If successful, such a move could prove an enormous opportunity for the electronics giant. But Apple faces a major obstacle -- persuading TV providers to give a prime spot in people's living room to a potentially powerful new competitor.
Apple has been testing the TV business as a possible new avenue of growth for years. It makes sense. The company has already conquered the portable music player market, set the agenda for modern smartphones, and started a consumer craze for tablets. In each of these arenas, Apple combined well-designed devices with its own infrastructure to deliver entertainment content. TV would be a natural market for that strategy.
The late Steve Jobs, Apple's co-founder, told biographer Walter Isaacson that he had finally "cracked" how to build an integrated TV set that would synchronize with other devices and the emerging online storage "cloud." That would provide a level of convenience and functionality lacking in other set-top boxes. But to enter the market, Apple needs access to content held by several layers of gatekeepers: producers, studios and carriers.
A recently granted patent uncovered by the blog Patently Apple indicates that the company's Apple TV product was designed to work with cable programming:
The patent figures clearly show ABC, Fox channels and so forth.
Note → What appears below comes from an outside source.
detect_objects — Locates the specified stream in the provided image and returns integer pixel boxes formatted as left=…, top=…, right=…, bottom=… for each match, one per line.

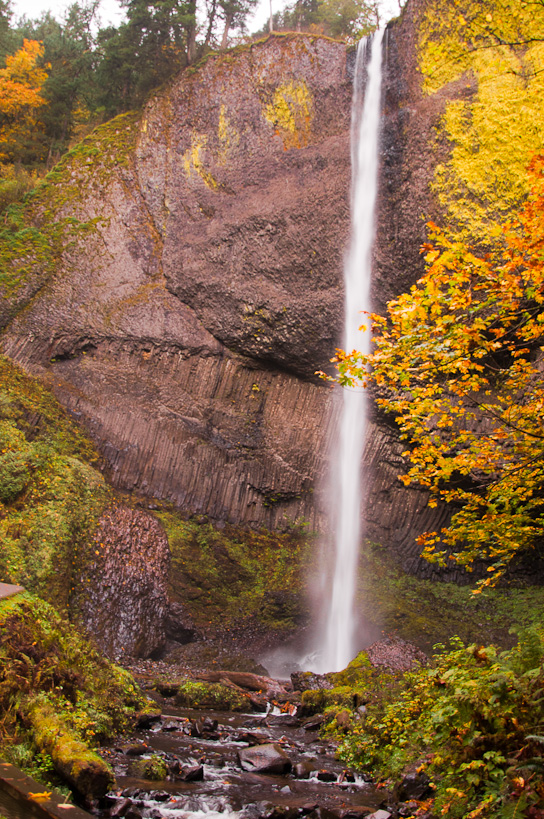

Apple TV was and/or is to be able to record TV shows. Advanced Set-top-Box features for Apple TV would be a welcomed addition to the current iteration of Apple TV, one being it could act as a high-end PVR. Just recently Apple added access to Hulu (in the US only), which illustrates that Apple TV continues to be a mystery project in progress.
Design alone is not enough. Cable companies will be concerned that Apple could gain control over the relationship with consumers and then establish themselves as suppliers of direct programming. Apple TV already integrates some Internet-delivered video programming with what cable providers supply. In the past, Apple wanted to directly license content.
Even if Apple could talk major cable providers into deals, it could still face resistance from the studios that control the distribution of programming. Pay TV carriers pay for bundles of programming, while Apple would likely want unbundled choices. That would be convenient for consumers and save them money. The studios would make less as a result, because people could choose only the program they wanted to pay for.
Furthermore, the studios or their parent corporations often own major music labels. The loss of control is something they've already experienced and are unlikely to welcome in again in the TV business.